Raise your hand if you have ever uttered the question “why did nobody teach us about money and finances in school?”. If your hand is raised (which I’m certain is), you probably finish that statement muttering about the usefulness of Pythagorean theorem or the mitochondria. Don’t worry I’m not inside of your personal thoughts I’ve just heard this question asked repeatedly. It is honestly why I started speaking at different companies and organizations about raising financially responsible children.

Here is the reality, we can’t go back in time and force our teachers, parents or loved ones to educate us about money. But we do have two very good options going forward. The first of which is expanding our own financial knowledge as adults. This topic is one that I will cover in the coming weeks. 

The second road we can travel is making sure that we are fostering an environment where the next generation does learn about personal finance. For companies and organizations, I host a workshop about raising financially responsible children; a topic that I am deeply passionate about. If you haven’t been able to participate in one of these workshops, I wanted to take some time today to share a few ways that you can foster financial learning in the next generation: 

1. Speak Openly About Money: So many of us struggled learning about money growing up because it was such a taboo topic. It was considered rude or impolite to talk about finances, especially around friends and family. But how do you learn and gain knowledge if you aren’t willing to open up about a topic? And how can you help change things for the next generation if you can’t speak comfortably about finances? 

2. Involve the Children in Your life in Financial Activities Take them to the food store and have them help you buy groceries, play store and teach them what goes in to running their own business, or give them an allowance for doing chores around the house (from there you can help them save and/ spend that money) 

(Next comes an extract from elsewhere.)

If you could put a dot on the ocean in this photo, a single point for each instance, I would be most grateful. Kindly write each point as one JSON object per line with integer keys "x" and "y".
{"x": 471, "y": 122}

3. Read Financial Books Together: No, I don’t mean finance textbooks. The best part about the evolution of Amazon, book stores, and libraries is that we now have endless access to books. There are some great options out there to read before bed time. My favorites are Money Ninja, The Berenstein Bears- Dollars and Sense, and The Plastic Rectangle  

Know that creating an environment where financial knowledge can grow takes time and you might not always get it right. But, by trying to speak openly and positively about money you can save those that come after you so much frustration when it comes to their finances.